Il ne faudrait pas conclure que les Lip sont les précurseurs du déclin du syndicalisme comme organisation articulée des branches industrielles, des administrations, de l’ensemble des salariés qui ne sont pas au sommet de la hiérarchie. L’exemple de la métallurgie allemande révèle que l’organisation syndicale, même bureaucratique, peut être reconnue là où elle est efficace matériellement ; en Afrique du Sud, la reconnaissance récente des syndicats a été une conquête.

Il reste que les syndicats, sous leur forme classique, sont nés d’un idéal social dont, en France, ils ne sont plus porteurs par excès de dogmatisme ou par opportunisme (baptisé “pragmatisme” pour ceux qui s’y livrent).

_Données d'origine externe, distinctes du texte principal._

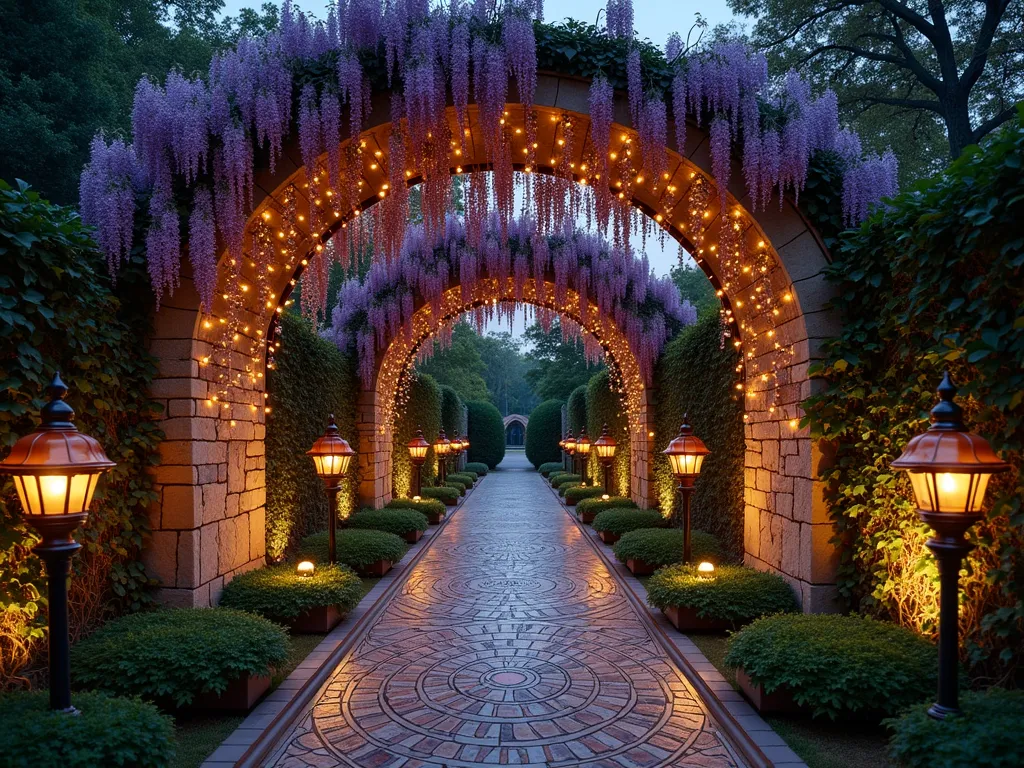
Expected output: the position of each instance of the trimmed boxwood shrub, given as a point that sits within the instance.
(393, 520)
(425, 506)
(354, 547)
(987, 734)
(486, 433)
(176, 654)
(544, 433)
(443, 495)
(736, 593)
(579, 494)
(835, 665)
(665, 546)
(280, 594)
(599, 505)
(108, 731)
(561, 479)
(624, 520)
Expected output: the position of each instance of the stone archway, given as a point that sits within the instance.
(208, 524)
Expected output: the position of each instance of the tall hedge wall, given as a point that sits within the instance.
(696, 375)
(422, 411)
(310, 381)
(577, 410)
(486, 433)
(603, 407)
(544, 433)
(933, 282)
(58, 311)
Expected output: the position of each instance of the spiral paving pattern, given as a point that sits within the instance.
(510, 643)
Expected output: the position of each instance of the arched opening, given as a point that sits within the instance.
(211, 479)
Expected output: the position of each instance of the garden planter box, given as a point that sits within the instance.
(240, 695)
(316, 621)
(686, 620)
(376, 568)
(640, 567)
(779, 699)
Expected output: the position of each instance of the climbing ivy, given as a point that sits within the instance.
(932, 283)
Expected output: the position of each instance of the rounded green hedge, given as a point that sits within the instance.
(572, 496)
(486, 433)
(599, 505)
(354, 547)
(424, 505)
(281, 594)
(176, 654)
(836, 665)
(987, 734)
(735, 593)
(393, 520)
(544, 433)
(624, 520)
(108, 731)
(665, 546)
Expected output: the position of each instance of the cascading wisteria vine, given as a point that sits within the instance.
(608, 281)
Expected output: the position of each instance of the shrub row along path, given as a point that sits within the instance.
(510, 643)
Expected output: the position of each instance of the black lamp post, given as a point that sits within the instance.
(332, 455)
(949, 469)
(686, 454)
(418, 448)
(55, 470)
(605, 448)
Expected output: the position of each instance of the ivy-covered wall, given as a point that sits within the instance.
(422, 411)
(544, 433)
(486, 433)
(310, 381)
(696, 375)
(603, 407)
(935, 282)
(58, 311)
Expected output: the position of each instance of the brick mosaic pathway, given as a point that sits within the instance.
(510, 644)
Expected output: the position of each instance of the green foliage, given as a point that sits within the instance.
(446, 495)
(544, 433)
(735, 593)
(837, 665)
(425, 506)
(397, 521)
(696, 375)
(354, 547)
(579, 494)
(624, 520)
(486, 433)
(58, 311)
(933, 282)
(107, 731)
(422, 411)
(665, 546)
(599, 505)
(173, 655)
(279, 593)
(576, 410)
(604, 408)
(310, 380)
(986, 736)
(453, 413)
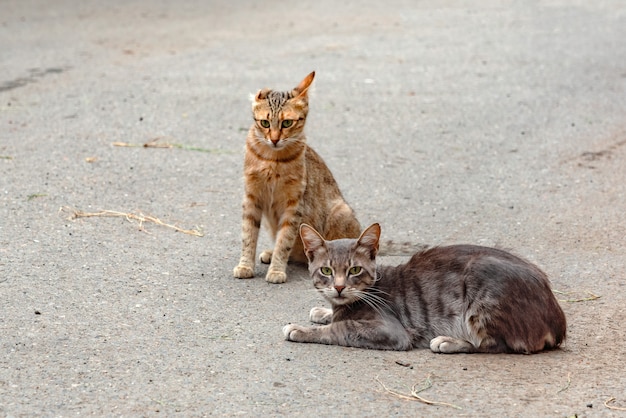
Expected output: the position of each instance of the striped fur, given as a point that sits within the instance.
(455, 299)
(286, 183)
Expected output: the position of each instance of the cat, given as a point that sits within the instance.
(454, 299)
(288, 183)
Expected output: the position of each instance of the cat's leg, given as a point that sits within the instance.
(449, 345)
(285, 239)
(250, 225)
(321, 315)
(373, 334)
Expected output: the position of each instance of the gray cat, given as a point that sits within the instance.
(455, 299)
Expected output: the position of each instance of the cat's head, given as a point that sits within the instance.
(343, 269)
(279, 116)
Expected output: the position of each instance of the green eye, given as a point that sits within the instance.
(355, 270)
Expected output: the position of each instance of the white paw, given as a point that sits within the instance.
(243, 272)
(449, 345)
(274, 276)
(266, 257)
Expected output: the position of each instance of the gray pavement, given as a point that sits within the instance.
(495, 123)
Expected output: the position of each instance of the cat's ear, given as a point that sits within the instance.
(260, 95)
(301, 90)
(311, 240)
(369, 239)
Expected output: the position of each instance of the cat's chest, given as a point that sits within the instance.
(273, 175)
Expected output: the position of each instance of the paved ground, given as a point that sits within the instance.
(500, 124)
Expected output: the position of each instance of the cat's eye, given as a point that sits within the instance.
(355, 270)
(326, 271)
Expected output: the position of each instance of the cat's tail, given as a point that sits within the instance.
(390, 248)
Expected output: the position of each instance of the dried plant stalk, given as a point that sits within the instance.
(414, 395)
(608, 402)
(139, 217)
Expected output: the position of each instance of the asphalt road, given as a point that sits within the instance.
(494, 123)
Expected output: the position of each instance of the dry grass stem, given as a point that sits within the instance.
(414, 395)
(615, 408)
(591, 296)
(154, 143)
(139, 217)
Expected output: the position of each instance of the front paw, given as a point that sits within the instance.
(266, 257)
(243, 272)
(292, 331)
(274, 276)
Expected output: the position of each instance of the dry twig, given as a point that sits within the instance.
(154, 143)
(139, 217)
(591, 296)
(414, 396)
(615, 408)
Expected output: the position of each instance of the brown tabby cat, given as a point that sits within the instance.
(456, 299)
(288, 183)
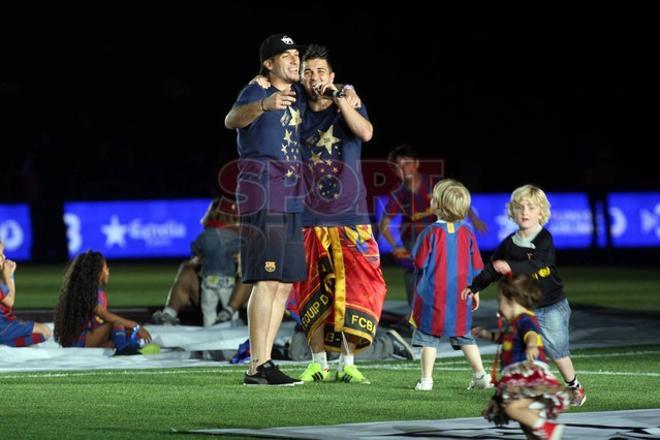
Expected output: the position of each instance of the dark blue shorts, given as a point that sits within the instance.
(10, 331)
(272, 247)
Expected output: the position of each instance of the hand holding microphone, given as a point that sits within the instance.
(329, 91)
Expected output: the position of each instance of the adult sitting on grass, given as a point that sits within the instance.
(82, 318)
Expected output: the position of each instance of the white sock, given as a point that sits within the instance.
(321, 358)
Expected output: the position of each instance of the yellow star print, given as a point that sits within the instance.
(296, 120)
(327, 139)
(316, 158)
(287, 136)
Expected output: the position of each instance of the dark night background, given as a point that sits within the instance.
(102, 108)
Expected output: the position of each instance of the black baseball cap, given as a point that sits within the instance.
(275, 44)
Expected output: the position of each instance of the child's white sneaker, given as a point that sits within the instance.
(424, 385)
(480, 383)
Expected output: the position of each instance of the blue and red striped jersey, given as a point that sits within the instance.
(447, 259)
(513, 339)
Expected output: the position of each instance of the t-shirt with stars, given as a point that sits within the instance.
(331, 152)
(270, 175)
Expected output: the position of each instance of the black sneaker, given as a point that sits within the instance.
(402, 350)
(270, 374)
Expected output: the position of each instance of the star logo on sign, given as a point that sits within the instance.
(115, 232)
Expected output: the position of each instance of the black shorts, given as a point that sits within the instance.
(272, 247)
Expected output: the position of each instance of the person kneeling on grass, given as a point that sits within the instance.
(527, 391)
(82, 318)
(14, 332)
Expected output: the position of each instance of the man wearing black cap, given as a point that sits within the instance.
(270, 195)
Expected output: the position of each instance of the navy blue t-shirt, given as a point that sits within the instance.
(333, 172)
(270, 167)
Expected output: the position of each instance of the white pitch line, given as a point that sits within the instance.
(400, 367)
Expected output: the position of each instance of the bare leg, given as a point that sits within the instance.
(260, 308)
(428, 361)
(240, 296)
(565, 367)
(277, 313)
(519, 411)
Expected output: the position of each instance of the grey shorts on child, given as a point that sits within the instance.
(421, 339)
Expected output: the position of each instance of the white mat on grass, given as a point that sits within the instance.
(633, 424)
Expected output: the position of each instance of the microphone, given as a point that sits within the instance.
(330, 93)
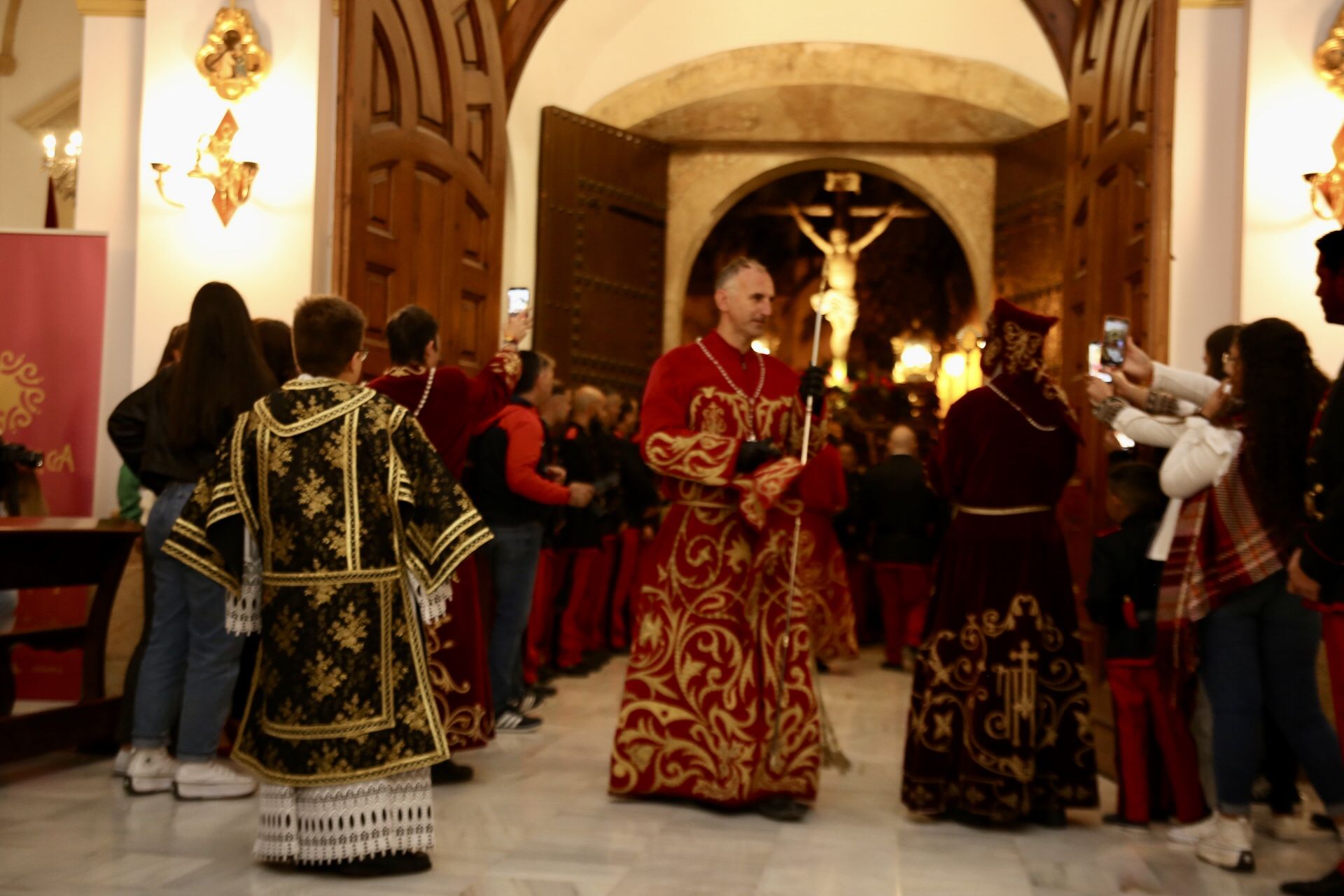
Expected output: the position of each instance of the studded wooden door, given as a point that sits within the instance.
(600, 253)
(1117, 238)
(421, 159)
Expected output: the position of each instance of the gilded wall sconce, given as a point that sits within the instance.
(232, 179)
(216, 163)
(1328, 187)
(233, 61)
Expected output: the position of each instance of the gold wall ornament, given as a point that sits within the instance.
(1328, 187)
(233, 61)
(232, 179)
(1329, 57)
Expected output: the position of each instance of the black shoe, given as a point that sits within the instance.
(783, 809)
(384, 865)
(1320, 821)
(1124, 824)
(449, 773)
(1049, 817)
(1329, 886)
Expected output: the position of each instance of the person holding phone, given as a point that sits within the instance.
(449, 406)
(1240, 468)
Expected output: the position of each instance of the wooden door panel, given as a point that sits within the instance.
(1117, 246)
(601, 244)
(422, 169)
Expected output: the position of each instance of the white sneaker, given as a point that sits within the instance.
(1191, 834)
(211, 780)
(1228, 846)
(150, 771)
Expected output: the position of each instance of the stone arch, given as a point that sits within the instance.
(780, 92)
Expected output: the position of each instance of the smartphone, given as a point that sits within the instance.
(1094, 363)
(1114, 340)
(519, 300)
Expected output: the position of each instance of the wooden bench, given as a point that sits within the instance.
(46, 552)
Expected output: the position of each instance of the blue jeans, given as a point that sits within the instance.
(1259, 650)
(512, 556)
(190, 662)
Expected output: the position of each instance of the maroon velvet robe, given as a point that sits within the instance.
(999, 713)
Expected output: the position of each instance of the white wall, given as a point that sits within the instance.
(48, 52)
(593, 48)
(1208, 179)
(1291, 122)
(111, 121)
(268, 250)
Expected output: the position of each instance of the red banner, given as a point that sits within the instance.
(51, 320)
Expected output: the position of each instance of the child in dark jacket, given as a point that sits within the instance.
(1123, 599)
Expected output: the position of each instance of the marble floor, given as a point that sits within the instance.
(538, 822)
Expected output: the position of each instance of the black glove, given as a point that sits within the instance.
(755, 454)
(813, 384)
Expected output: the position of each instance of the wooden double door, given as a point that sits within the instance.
(421, 166)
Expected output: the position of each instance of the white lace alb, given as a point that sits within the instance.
(349, 822)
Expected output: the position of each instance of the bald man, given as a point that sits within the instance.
(905, 522)
(580, 542)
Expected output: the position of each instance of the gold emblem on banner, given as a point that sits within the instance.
(233, 59)
(20, 393)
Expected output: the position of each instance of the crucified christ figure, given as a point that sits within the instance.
(840, 274)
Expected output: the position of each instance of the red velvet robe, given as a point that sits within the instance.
(822, 567)
(704, 687)
(457, 660)
(999, 713)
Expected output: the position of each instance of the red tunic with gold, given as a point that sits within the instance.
(823, 577)
(706, 715)
(454, 406)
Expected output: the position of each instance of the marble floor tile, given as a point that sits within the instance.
(538, 821)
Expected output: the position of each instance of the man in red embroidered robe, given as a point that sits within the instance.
(449, 405)
(706, 713)
(999, 715)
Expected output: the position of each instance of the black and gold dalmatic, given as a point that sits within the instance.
(354, 519)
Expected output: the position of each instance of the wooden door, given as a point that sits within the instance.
(422, 162)
(1117, 239)
(601, 244)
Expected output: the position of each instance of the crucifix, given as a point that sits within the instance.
(838, 300)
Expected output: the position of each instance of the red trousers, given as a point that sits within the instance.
(540, 622)
(1332, 631)
(624, 584)
(905, 589)
(860, 574)
(582, 564)
(600, 599)
(1142, 699)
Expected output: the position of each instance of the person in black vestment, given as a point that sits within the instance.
(906, 522)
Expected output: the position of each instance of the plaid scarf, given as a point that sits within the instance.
(1221, 547)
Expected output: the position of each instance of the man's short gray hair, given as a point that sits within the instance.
(734, 267)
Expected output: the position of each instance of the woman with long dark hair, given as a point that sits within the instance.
(167, 431)
(1241, 470)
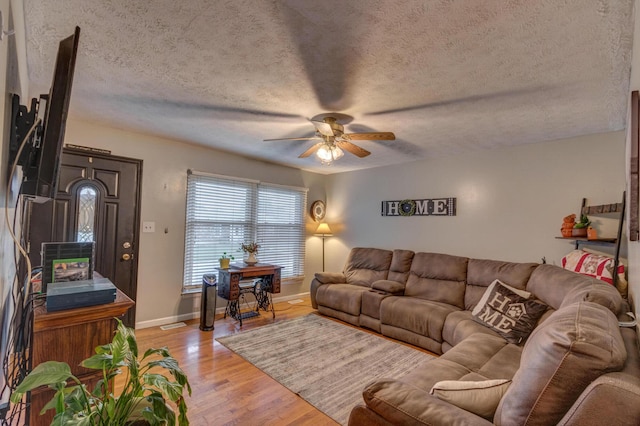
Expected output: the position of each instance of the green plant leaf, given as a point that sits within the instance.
(46, 374)
(172, 390)
(101, 361)
(172, 365)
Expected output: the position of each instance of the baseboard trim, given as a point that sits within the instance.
(196, 314)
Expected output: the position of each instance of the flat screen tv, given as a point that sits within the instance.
(41, 160)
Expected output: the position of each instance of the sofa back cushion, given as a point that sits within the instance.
(482, 272)
(438, 277)
(573, 347)
(366, 265)
(400, 265)
(553, 285)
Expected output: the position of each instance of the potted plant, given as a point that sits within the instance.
(144, 395)
(225, 259)
(252, 249)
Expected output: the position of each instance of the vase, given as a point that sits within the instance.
(251, 259)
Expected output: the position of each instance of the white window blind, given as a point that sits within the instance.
(280, 228)
(223, 212)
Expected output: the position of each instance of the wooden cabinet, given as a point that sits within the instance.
(71, 336)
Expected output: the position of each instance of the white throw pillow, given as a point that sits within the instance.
(481, 398)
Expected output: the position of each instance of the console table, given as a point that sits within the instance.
(267, 282)
(71, 336)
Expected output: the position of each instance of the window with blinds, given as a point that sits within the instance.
(223, 212)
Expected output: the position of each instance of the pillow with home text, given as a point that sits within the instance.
(508, 311)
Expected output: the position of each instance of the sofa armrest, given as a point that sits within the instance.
(331, 277)
(614, 397)
(388, 286)
(402, 403)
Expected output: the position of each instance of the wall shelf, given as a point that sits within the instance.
(603, 209)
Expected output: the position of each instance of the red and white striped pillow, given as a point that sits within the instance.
(593, 265)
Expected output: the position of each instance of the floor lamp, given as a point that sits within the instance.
(323, 231)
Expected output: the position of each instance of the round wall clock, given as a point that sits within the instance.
(318, 210)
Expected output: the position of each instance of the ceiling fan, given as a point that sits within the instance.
(333, 140)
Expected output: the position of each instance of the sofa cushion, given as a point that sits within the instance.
(552, 285)
(419, 316)
(482, 272)
(400, 265)
(341, 297)
(479, 397)
(330, 277)
(508, 311)
(459, 325)
(366, 265)
(573, 347)
(438, 277)
(388, 286)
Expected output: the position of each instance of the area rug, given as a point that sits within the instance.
(326, 363)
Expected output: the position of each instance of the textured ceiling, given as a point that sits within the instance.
(445, 76)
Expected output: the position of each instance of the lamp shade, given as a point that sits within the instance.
(323, 230)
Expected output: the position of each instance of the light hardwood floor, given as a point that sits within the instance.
(227, 390)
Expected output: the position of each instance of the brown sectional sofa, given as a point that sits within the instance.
(578, 367)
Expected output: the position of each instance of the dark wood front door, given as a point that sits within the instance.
(98, 199)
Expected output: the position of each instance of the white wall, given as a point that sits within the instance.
(165, 164)
(510, 201)
(634, 247)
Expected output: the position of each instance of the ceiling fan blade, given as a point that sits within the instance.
(291, 139)
(323, 128)
(311, 150)
(375, 136)
(354, 149)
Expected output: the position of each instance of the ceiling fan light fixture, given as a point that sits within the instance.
(328, 154)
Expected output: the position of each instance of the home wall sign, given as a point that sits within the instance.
(424, 207)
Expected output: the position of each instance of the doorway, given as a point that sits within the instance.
(98, 199)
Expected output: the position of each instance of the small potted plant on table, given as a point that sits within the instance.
(252, 249)
(225, 259)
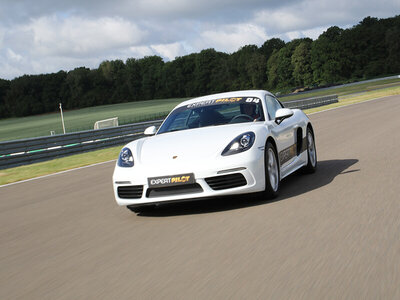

Le mouvement Lip a été porté par sa singularité ; cette singularité seule, parce que les aspirations se manifestent alors dans une histoire vécue, peut donner aux revendications un sens d’autant plus compréhensible à l’extérieur que les acteurs assument leur situation propre. Le mouvement Lip comme les coordinations relèvent de la forme narrative : le local, le singulier bouleversent les figures prévues et les hiérarchies ; la “forme comité d’action” en cela annonciatrice de la forme coordination fait naître de l’inattendu, de l’incontrôlable ; elle provoque des sympathies immédiates et éphémères aux dépens des solidarités de classe ou du consensus raisonnable ; ainsi peuvent se produire des événements porteurs de sens, des événements symboliques.